In Rostker, my evaluation of the "fair prospect" for reversal of the decision below was conducted in the context of a direct appeal. Where review is sought by the more discretionary avenue of writ of certiorari however, the consideration of prospects for reversal dovetails, to a greater extent, with the prediction that four Justices will vote to hear the case. Thus, it may be that the "fair prospect" of reversal criterion has less independent significance in a stay determination when review will be sought by way of certiorari.
The opinions in chambers denying the requested stay in New York Times Co. v. Jascalevich on the basis of the unlikelihood of review turned not upon the general meritlessness of a newsman's privilege, but more particularly upon the improbability that such a privilege would be applied to preclude in camera inspection of papers by a judge. 439 U.S. at 439 U. S. 1322-1323 (WHITE, J.); 439 U.S. at 1337 (MARSHALL, J.); see United States v. Nixon, 418 U. S. 683 (1974).
Respondent also suggests that Herbert v.
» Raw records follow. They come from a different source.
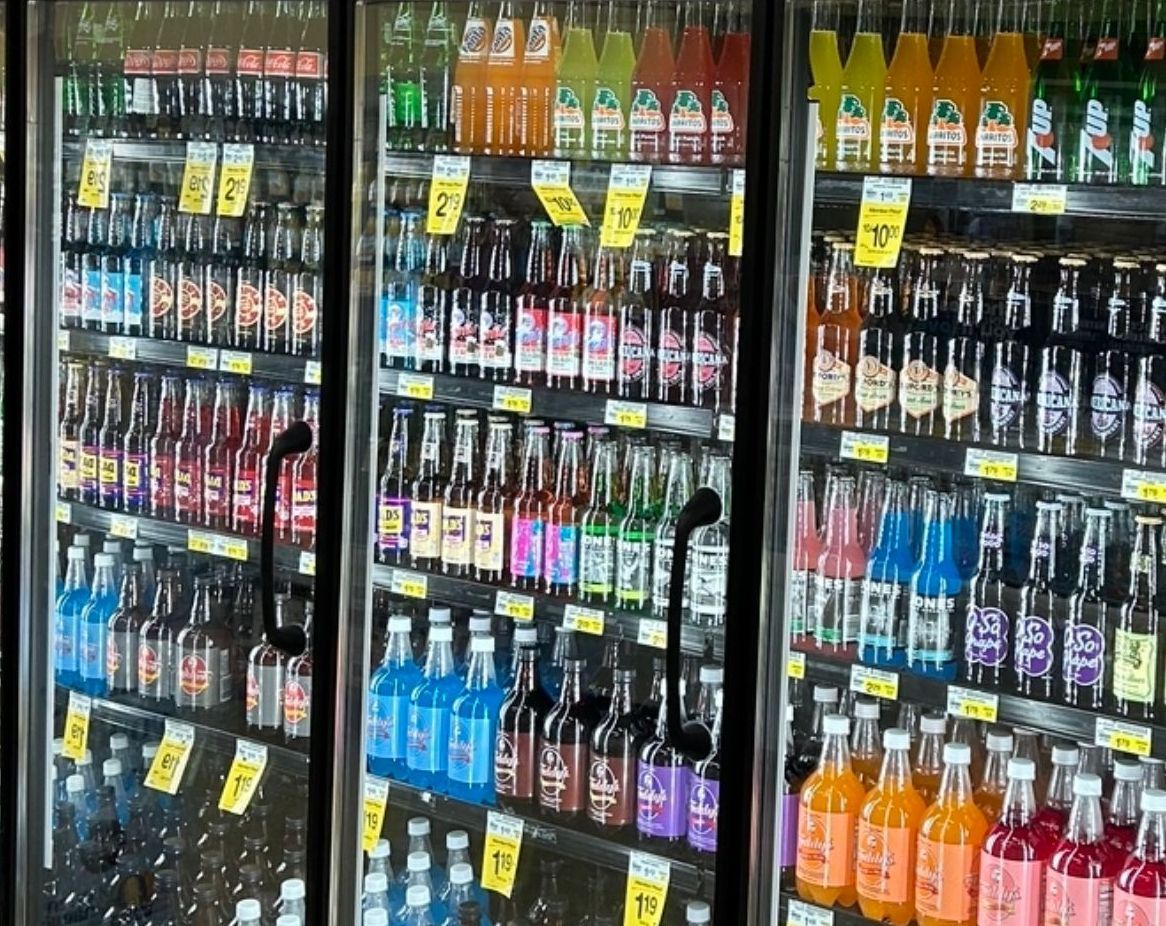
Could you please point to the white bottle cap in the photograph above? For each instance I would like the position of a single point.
(836, 723)
(1021, 769)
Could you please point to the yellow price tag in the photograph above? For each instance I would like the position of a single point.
(234, 180)
(171, 757)
(737, 215)
(198, 177)
(882, 221)
(552, 183)
(500, 853)
(647, 886)
(374, 805)
(627, 188)
(76, 732)
(244, 776)
(447, 193)
(95, 174)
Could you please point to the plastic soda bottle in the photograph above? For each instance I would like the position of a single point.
(1140, 892)
(947, 869)
(827, 823)
(1079, 888)
(1012, 862)
(862, 93)
(887, 830)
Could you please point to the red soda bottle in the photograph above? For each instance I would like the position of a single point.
(1080, 882)
(1140, 893)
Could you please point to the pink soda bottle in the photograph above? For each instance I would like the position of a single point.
(1079, 889)
(1139, 898)
(1016, 851)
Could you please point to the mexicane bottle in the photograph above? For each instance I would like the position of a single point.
(862, 95)
(1081, 870)
(1137, 651)
(887, 832)
(830, 802)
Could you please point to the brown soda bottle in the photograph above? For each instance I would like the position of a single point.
(519, 724)
(563, 749)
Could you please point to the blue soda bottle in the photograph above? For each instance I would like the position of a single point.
(884, 596)
(934, 588)
(388, 702)
(473, 727)
(95, 619)
(67, 625)
(429, 713)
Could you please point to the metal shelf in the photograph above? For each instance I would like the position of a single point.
(466, 593)
(555, 404)
(223, 544)
(281, 367)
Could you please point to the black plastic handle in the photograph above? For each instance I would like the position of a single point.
(692, 738)
(292, 638)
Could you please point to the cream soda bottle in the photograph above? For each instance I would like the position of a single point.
(950, 837)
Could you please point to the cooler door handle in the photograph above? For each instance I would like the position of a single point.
(295, 440)
(692, 738)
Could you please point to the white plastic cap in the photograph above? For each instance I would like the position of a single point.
(1021, 769)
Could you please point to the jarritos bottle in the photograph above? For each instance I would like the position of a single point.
(950, 837)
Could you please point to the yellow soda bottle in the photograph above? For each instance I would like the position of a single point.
(907, 97)
(887, 832)
(947, 863)
(826, 70)
(1004, 99)
(861, 98)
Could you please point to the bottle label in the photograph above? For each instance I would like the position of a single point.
(425, 530)
(919, 390)
(562, 777)
(515, 759)
(1084, 654)
(1135, 663)
(826, 848)
(428, 738)
(388, 725)
(1076, 902)
(703, 807)
(457, 530)
(1010, 891)
(611, 791)
(884, 861)
(946, 879)
(1034, 646)
(660, 800)
(489, 541)
(471, 749)
(526, 547)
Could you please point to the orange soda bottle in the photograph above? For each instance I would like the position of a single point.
(827, 822)
(887, 832)
(947, 864)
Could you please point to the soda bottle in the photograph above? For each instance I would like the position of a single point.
(1081, 869)
(576, 82)
(496, 320)
(1137, 653)
(955, 99)
(426, 496)
(647, 119)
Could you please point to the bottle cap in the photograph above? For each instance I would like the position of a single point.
(1021, 769)
(836, 723)
(418, 896)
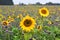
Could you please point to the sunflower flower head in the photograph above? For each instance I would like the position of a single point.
(5, 23)
(39, 27)
(44, 12)
(27, 23)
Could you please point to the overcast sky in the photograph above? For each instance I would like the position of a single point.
(34, 1)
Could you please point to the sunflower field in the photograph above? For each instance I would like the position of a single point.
(31, 22)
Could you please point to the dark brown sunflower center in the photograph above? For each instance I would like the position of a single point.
(27, 22)
(43, 11)
(4, 23)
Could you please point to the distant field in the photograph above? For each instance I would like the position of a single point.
(17, 13)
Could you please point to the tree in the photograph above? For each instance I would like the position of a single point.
(6, 2)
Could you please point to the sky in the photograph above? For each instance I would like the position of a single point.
(34, 1)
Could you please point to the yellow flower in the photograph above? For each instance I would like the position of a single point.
(5, 23)
(44, 12)
(27, 24)
(19, 16)
(39, 27)
(49, 22)
(10, 19)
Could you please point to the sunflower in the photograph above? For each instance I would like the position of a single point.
(44, 12)
(27, 24)
(39, 27)
(5, 23)
(10, 19)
Lando, 441 U. S. 153, 441 U. S. 167-169 (1979), contradicts any assertion of a newsman's privilege. That decision, however, dealt with discovery of editorial processes when the collective state of mind of a news organization was directly in issue in a suit against that organization.
Civil contempt proceedings such as these -- against a nonparty and colored by First Amendment overtones -- are appealable for purposes of our review. New York Times Co. v. Jascalevich, supra at 439 U. S. 1318-1319 (WHITE, J., in chambers). The judgment sought to be stayed has been affirmed by the Supreme Judicial Court of Massachusetts, and is final.
Respondent judge suggests that "the ends of justice might . . . be served by the Circuit Justice ordering a stay of the formal proceedings against the Respondent." Memorandum in Opposition 7. Should the Commission and respondent judge be unable to agree upon a continuance, respondent judge is, of course, free to apply for a stay of the proceedings in accordance with proper procedures.
For the reasons stated in this opinion, I believe that applicant's showing is sufficient to support my order of a stay notwithstanding the denial of an indefinite stay below. Cf. Rostker v. Goldberg, ante, p. 448 U. S. 1306.